I came up with this recipe as a way to use up leftover turkey from Thanksgiving, but is is also a great way to use leftover rotisserie or roasted chicken other times of the year. Feel free to sub in or add any vegetables you may have on hand, such as sliced bell peppers, regular green cabbage, broccoli or green beans.
Turkey Almond Stir Fry
½ cup sliced almonds
3/4 cup low-sodium chicken broth
3 tablespoons low-sodium soy sauce
2 teaspoons cornstarch
1 tablespoon neutral oil, such as avocado or canola
2 large cloves garlic, minced
1 tablespoon minced, peeled fresh ginger
4 scallions, thinly sliced, ¼ of green reserved for garnish
1 head Napa cabbage (about 2 pounds), cut into 1 inch wide pieces
½ pound snow peas
2 cups diced cooked turkey (about 10 ounces)

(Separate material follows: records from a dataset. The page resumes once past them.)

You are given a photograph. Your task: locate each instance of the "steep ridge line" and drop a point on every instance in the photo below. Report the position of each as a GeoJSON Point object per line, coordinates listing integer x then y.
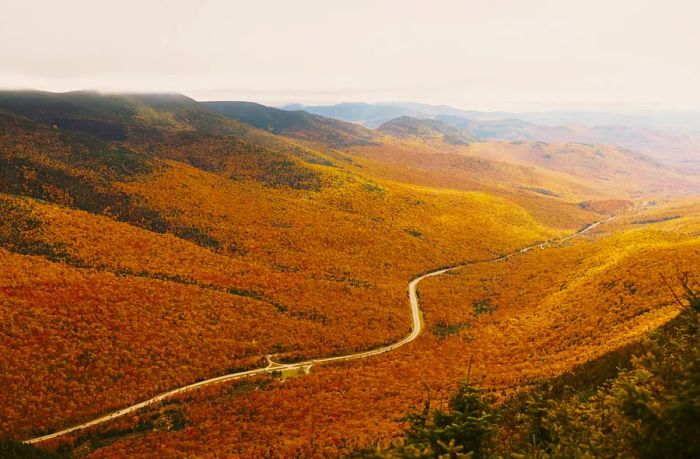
{"type": "Point", "coordinates": [307, 364]}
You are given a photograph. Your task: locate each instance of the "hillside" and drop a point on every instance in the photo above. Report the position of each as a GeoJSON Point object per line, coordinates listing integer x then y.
{"type": "Point", "coordinates": [150, 241]}
{"type": "Point", "coordinates": [406, 127]}
{"type": "Point", "coordinates": [297, 124]}
{"type": "Point", "coordinates": [511, 337]}
{"type": "Point", "coordinates": [671, 148]}
{"type": "Point", "coordinates": [368, 115]}
{"type": "Point", "coordinates": [187, 255]}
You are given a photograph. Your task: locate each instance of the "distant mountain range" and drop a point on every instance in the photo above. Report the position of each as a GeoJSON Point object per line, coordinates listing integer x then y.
{"type": "Point", "coordinates": [671, 137]}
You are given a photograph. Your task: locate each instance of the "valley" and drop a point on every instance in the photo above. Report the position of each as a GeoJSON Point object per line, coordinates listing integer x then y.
{"type": "Point", "coordinates": [185, 278]}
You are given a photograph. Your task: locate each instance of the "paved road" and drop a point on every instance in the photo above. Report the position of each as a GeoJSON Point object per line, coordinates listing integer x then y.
{"type": "Point", "coordinates": [306, 365]}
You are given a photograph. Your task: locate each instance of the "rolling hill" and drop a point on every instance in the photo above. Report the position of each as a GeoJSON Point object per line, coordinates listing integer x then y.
{"type": "Point", "coordinates": [151, 241]}
{"type": "Point", "coordinates": [297, 124]}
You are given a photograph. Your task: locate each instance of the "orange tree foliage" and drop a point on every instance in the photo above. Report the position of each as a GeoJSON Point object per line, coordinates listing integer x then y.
{"type": "Point", "coordinates": [175, 312]}
{"type": "Point", "coordinates": [546, 310]}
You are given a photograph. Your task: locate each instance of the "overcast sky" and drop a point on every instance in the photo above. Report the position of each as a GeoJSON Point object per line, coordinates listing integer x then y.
{"type": "Point", "coordinates": [480, 54]}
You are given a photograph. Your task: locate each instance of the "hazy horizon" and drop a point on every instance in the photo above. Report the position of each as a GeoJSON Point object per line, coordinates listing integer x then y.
{"type": "Point", "coordinates": [503, 55]}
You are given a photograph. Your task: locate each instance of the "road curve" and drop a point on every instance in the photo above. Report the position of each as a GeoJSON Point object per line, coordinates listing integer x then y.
{"type": "Point", "coordinates": [306, 364]}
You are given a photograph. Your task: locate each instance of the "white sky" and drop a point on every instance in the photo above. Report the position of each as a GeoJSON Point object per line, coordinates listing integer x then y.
{"type": "Point", "coordinates": [479, 54]}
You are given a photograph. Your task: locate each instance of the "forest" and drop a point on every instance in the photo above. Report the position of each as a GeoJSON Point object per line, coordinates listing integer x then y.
{"type": "Point", "coordinates": [150, 242]}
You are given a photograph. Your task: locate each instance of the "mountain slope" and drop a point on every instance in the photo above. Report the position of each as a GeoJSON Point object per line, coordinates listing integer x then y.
{"type": "Point", "coordinates": [297, 124]}
{"type": "Point", "coordinates": [406, 127]}
{"type": "Point", "coordinates": [368, 115]}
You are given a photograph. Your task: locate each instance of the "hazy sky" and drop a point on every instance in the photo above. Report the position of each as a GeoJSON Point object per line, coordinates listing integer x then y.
{"type": "Point", "coordinates": [481, 54]}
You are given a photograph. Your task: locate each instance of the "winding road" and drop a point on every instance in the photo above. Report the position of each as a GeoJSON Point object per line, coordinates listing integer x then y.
{"type": "Point", "coordinates": [307, 364]}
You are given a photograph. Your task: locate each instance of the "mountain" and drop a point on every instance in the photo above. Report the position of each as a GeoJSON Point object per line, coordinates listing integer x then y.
{"type": "Point", "coordinates": [297, 124]}
{"type": "Point", "coordinates": [426, 129]}
{"type": "Point", "coordinates": [446, 110]}
{"type": "Point", "coordinates": [679, 149]}
{"type": "Point", "coordinates": [368, 115]}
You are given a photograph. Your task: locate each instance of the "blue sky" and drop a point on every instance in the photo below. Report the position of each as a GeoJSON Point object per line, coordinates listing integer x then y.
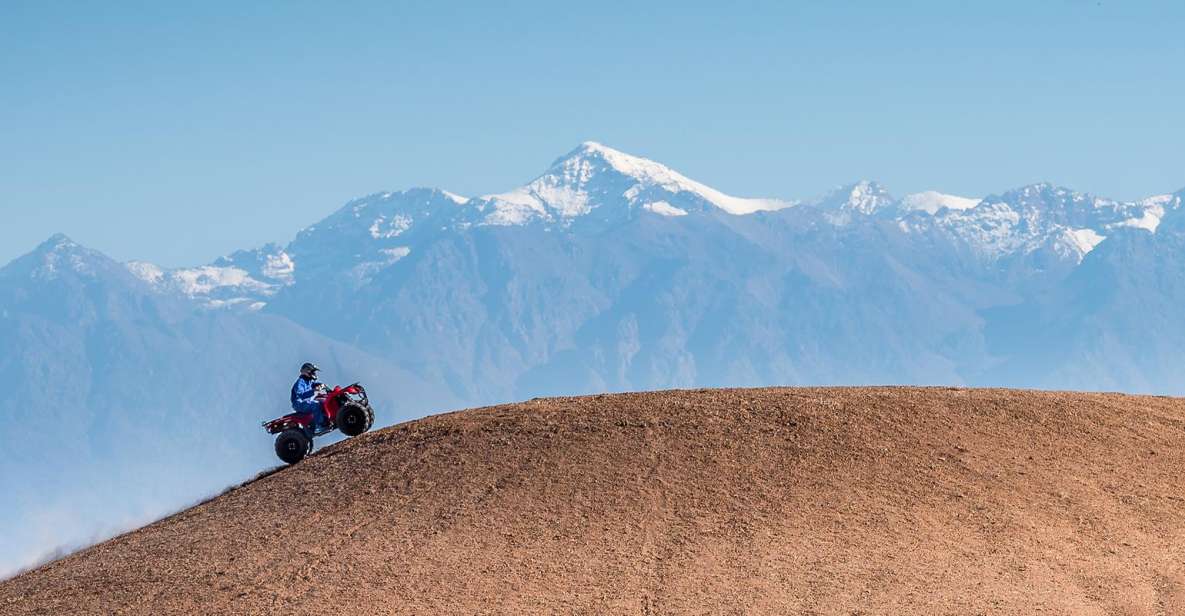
{"type": "Point", "coordinates": [177, 133]}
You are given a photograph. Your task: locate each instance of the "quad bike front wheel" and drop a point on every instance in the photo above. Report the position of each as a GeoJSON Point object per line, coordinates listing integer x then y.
{"type": "Point", "coordinates": [354, 418]}
{"type": "Point", "coordinates": [292, 446]}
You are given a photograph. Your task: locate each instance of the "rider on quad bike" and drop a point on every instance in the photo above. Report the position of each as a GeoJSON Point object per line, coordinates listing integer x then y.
{"type": "Point", "coordinates": [318, 410]}
{"type": "Point", "coordinates": [303, 397]}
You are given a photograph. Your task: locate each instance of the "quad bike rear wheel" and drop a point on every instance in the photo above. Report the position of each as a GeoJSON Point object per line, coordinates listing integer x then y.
{"type": "Point", "coordinates": [292, 446]}
{"type": "Point", "coordinates": [354, 418]}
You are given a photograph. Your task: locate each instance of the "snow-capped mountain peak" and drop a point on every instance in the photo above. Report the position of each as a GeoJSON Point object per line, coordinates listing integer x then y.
{"type": "Point", "coordinates": [594, 175]}
{"type": "Point", "coordinates": [930, 201]}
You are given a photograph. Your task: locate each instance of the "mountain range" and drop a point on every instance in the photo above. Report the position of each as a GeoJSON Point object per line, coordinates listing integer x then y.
{"type": "Point", "coordinates": [138, 387]}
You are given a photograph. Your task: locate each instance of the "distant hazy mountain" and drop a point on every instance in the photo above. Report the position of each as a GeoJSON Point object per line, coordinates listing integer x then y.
{"type": "Point", "coordinates": [138, 386]}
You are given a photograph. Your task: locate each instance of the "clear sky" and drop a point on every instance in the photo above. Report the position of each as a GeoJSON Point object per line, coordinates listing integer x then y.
{"type": "Point", "coordinates": [177, 132]}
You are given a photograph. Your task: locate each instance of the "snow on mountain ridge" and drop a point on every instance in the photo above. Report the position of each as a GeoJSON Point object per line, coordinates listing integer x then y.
{"type": "Point", "coordinates": [930, 201]}
{"type": "Point", "coordinates": [565, 191]}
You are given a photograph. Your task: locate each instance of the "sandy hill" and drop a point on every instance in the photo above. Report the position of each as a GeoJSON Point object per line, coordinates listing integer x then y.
{"type": "Point", "coordinates": [712, 501]}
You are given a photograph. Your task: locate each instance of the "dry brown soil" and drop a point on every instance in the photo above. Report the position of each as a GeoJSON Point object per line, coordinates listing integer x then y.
{"type": "Point", "coordinates": [846, 501]}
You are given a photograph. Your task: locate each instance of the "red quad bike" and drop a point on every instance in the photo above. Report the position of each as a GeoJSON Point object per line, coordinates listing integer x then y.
{"type": "Point", "coordinates": [346, 409]}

½ teaspoon crushed red pepper flakes, or to taste
1 tablespoon toasted sesame oil
Toast the almonds in a dry skillet over a medium-high heat, stirring frequently, until they are golden and fragrant, about 3 minutes. In a small bowl whisk the chicken broth, soy sauce and cornstarch until the cornstarch is dissolved.
Heat the oil in a wok or very large deep skillet over a medium-high heat.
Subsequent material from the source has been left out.